Cuando terminó su interrogatorio, él y Diana caminaron hacia el estrado:

– ¿Hay alguna razón por la que se descarte este miembro del jurado?-preguntó el juez Wagner.

– No, Su Señoría-dijo Diana, y Jordan negó también con la cabeza.

– ¿Entonces?

Diana asintió. Jordan echó una ojeada al hombre, todavía sentado en la tribuna de los testigos.

– Por mí, bien-dijo.

Cuando Alex se despertó, fingió que seguía durmiendo. Con los ojos entrecerrados miró fijamente al hombre tumbado junto a ella. Esa relación-ahora de cuatro meses-todavía era un misterio, lo mismo que la constelación de pecas en los hombros de Patrick, el valle de su columna vertebral, el sobresaliente contraste de su pelo negro contra la sábana blanca. Parecía que él hubiese entrado en la vida de ella por ósmosis: había encontrado su camisa mezclada con su ropa de la lavandería; percibía el olor de su champú en la funda de su almohada; levantaba el teléfono pensando en llamarle y él ya estaba en la línea. Alex había estado sola tanto tiempo; ella era práctica, resuelta y tenía sus costumbres tan establecidas (oh, ¿a quién quería engañar?…Todo eso eran sólo eufemismos para lo que ella era en realidad: terca) que había pensado que semejante ataque repentino a su privacidad le resultaría desconcertante. En cambio se descubría desorientada cuando Patrick no estaba por allí, como el marinero que acaba de arribar después de meses en el mar y que todavía siente el océano moviéndose debajo de él cuando ya está en tierra.
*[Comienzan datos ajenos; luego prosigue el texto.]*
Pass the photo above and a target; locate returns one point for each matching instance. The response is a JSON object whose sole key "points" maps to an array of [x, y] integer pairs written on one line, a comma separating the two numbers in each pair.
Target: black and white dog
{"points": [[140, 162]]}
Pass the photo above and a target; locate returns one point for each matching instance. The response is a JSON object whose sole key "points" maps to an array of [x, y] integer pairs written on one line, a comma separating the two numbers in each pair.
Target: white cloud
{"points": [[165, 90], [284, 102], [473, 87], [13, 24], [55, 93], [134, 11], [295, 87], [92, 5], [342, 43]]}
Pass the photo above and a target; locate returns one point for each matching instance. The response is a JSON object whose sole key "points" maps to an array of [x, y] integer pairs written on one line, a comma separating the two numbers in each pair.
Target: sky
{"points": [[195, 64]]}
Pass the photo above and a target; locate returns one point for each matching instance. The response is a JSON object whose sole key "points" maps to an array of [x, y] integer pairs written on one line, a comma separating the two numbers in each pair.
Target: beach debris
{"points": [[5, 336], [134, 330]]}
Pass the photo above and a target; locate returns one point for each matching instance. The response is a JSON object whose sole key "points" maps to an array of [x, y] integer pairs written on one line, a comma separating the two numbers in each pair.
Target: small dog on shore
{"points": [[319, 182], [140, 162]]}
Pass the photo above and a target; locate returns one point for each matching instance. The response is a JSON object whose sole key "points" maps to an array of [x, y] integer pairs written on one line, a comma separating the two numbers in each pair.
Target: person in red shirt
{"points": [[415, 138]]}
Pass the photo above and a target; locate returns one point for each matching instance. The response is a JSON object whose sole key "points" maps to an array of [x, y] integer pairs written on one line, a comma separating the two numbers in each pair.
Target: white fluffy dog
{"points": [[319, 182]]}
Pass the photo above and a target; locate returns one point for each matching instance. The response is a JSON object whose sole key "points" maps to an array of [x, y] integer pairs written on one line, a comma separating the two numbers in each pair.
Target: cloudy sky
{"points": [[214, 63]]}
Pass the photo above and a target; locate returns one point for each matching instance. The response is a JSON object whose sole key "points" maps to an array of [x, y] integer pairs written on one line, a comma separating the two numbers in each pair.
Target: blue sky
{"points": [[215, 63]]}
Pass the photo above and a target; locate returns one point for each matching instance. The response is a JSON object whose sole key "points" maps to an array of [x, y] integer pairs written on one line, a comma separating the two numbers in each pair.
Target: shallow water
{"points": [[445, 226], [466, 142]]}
– Sé que me estás mirando, ¿sabes?-murmuró Patrick. Una sonrisa perezosa dulcificó su rostro, pero sus ojos permanecían cerrados.

Alex se inclinó sobre él, deslizando su mano bajo las sábanas:

– ¿Cómo lo sabes?

Con un movimiento rápido como la luz, él la tomó por la cintura y la colocó debajo de él. Sus ojos, todavía velados por el sueño, eran de un azul transparente que a Alex le recordaba los glaciares y los mares del norte. Él la besó y ella se abrazó a él.

Luego, repentinamente, sus ojos se abrieron de golpe:

– Oh, mierda-dijo ella.

– No era eso precisamente lo que esperaba lograr…

– ¿Sabes la hora que es?

Habían bajado las persianas del dormitorio a causa de la luna llena de la noche anterior. Pero ahora el sol entraba por la finísima grieta de debajo del alféizar. Alex podía oír a Josie trasteando ollas y sartenes abajo, en la cocina.